1. The one who proposes the idea or the source from which fund can be generated,

2. The one who provisions the idea, and

3. The third one who is the crowdfunding platform.

Generally, we do not know many investors, but through crowdfunding, you can display the project in front of everyone, and you can attract as many investors from all around the world.

To be successful in crowdfunding, one of the main tactics you must be perfect in is marketing. The better your marketing skills are successful you will be in crowdfunding.

Crowdfunding platforms do not provide any liability or any source of expensive advertising, but it just uses internet/web platform to connect ‘the source’ (i.e. investor) and ‘the idea’ (i.e. the developer).

There are two ways of getting started.

1. The first way is to create your crowdfunding website, and

2. The second way is to keep your ears open. Stay active within the crowd funding portals.

In our experience, the second way is more effective unless if you prefer to make your own website and grow it over time.

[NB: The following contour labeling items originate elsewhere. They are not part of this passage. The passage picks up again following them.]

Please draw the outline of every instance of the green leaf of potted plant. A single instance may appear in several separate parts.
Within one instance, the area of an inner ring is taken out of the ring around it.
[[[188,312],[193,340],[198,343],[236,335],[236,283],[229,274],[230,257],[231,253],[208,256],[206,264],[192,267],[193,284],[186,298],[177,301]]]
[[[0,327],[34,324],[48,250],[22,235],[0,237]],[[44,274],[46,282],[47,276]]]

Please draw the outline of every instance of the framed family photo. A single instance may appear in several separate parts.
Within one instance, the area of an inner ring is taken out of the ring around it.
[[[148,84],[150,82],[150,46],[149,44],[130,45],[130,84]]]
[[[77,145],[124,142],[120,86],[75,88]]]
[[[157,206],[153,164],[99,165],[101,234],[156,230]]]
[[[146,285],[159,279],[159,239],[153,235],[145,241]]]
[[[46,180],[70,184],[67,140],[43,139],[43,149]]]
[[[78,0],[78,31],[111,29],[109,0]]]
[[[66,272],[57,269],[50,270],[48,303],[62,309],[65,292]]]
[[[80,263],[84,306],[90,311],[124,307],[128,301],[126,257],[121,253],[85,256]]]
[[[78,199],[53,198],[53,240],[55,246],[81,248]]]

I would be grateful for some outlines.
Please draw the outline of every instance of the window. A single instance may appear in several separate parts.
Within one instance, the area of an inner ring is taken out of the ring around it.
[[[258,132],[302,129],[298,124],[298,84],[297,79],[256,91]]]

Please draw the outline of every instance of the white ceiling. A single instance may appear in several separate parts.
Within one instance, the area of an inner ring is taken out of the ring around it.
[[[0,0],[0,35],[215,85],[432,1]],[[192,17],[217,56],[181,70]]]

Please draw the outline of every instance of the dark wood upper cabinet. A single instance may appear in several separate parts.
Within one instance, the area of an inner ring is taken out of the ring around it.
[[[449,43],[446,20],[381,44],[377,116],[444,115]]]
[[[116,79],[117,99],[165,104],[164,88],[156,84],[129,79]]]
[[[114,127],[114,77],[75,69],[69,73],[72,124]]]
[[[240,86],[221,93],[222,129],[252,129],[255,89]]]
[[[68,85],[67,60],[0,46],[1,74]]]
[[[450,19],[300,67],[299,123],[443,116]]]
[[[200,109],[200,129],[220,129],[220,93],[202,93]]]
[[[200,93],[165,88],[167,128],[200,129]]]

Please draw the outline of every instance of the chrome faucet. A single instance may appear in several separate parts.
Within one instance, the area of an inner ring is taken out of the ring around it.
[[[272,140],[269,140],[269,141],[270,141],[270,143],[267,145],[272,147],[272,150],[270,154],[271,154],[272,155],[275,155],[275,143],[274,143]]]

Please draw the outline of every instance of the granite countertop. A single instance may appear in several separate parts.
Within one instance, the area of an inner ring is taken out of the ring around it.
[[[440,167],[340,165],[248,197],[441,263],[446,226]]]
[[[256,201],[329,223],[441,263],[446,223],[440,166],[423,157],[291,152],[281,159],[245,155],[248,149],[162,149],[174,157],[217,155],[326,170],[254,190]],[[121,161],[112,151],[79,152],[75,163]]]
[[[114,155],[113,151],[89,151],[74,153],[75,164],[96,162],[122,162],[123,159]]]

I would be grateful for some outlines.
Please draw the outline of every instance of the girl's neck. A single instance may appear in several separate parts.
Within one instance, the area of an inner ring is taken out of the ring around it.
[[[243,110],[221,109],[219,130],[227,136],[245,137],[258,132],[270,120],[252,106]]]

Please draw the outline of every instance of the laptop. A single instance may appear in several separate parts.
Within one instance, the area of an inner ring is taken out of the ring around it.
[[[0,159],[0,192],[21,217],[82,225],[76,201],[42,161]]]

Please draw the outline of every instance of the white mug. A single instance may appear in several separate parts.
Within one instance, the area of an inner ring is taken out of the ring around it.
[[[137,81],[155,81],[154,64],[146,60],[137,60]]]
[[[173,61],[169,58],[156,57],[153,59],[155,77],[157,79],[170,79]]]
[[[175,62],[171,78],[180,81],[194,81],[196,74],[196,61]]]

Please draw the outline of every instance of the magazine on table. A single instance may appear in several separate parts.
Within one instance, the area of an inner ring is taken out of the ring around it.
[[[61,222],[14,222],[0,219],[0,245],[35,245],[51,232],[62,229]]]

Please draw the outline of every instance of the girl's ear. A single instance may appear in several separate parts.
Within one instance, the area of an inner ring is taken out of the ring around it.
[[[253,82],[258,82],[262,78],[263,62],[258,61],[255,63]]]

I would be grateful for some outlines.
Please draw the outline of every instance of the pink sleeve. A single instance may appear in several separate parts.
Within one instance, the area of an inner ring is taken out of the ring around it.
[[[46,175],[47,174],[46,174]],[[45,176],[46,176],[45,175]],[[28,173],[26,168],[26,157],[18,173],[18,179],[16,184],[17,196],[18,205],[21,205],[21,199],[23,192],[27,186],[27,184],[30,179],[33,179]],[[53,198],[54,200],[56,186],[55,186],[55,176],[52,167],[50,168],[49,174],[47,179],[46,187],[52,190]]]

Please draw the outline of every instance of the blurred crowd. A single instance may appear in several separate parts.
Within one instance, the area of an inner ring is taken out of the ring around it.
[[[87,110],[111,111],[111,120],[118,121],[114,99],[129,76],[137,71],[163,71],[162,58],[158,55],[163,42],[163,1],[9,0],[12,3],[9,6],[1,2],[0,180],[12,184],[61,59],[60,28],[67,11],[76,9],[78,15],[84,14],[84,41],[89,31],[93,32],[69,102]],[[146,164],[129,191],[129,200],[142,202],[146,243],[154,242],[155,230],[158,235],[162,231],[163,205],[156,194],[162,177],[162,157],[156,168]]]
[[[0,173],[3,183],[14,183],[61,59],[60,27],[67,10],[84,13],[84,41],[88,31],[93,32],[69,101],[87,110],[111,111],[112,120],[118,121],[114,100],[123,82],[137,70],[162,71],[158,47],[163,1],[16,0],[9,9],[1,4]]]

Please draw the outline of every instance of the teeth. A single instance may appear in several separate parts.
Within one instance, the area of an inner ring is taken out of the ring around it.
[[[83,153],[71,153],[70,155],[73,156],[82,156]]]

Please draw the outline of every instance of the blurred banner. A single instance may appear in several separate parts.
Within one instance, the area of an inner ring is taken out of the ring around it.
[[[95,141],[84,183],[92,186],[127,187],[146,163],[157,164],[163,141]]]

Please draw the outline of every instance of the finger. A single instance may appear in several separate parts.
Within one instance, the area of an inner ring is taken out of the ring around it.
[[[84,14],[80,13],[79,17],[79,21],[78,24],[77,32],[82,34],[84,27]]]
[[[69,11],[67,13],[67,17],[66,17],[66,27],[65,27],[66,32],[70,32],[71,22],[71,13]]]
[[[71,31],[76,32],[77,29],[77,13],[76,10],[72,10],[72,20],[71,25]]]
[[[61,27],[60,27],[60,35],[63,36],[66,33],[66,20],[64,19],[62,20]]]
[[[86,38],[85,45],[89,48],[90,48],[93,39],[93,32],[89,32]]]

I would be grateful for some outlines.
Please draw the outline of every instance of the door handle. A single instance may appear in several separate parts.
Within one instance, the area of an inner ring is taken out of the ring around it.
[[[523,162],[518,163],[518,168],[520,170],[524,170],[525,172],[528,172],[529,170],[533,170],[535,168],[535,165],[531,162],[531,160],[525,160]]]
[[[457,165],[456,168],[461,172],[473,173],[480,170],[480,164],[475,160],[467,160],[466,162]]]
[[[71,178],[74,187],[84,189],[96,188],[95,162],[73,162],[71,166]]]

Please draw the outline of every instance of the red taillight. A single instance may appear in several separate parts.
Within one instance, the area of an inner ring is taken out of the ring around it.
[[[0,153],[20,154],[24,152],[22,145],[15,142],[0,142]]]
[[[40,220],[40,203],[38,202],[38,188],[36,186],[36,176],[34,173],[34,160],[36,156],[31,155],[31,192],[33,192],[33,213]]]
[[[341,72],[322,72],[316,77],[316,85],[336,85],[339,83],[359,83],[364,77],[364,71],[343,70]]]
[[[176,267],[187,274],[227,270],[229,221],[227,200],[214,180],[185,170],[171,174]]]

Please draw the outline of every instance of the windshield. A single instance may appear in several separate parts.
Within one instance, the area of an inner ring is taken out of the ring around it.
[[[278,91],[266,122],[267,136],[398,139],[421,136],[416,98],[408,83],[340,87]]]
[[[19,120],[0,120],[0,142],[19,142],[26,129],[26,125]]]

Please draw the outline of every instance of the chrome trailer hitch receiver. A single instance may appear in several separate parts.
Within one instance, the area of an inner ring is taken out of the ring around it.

Raising capital plays a vital part in real estate development. At your early career as a property developer when your reputation is not established, lenders/investors will be are reluctant to lend their money until they feel comfortable to do so.

However, after your pass those initial hurdles as a property developer, you will find it’s much easier to ‘reasonable’ investors, asking for realistic returns and lining up after you to lend you more. It is a dream come true of a real estate developer and obviously an opportunity that you need to grasp well.

Loans are the most challenging part to get and may need a lot of paperwork. So, most of the people move towards the private investors though as they could make the process easier for you.

After all, if you need to stay active and thriving in the field of property development, you must be tactful and exercise the strategies we noted above regular basis.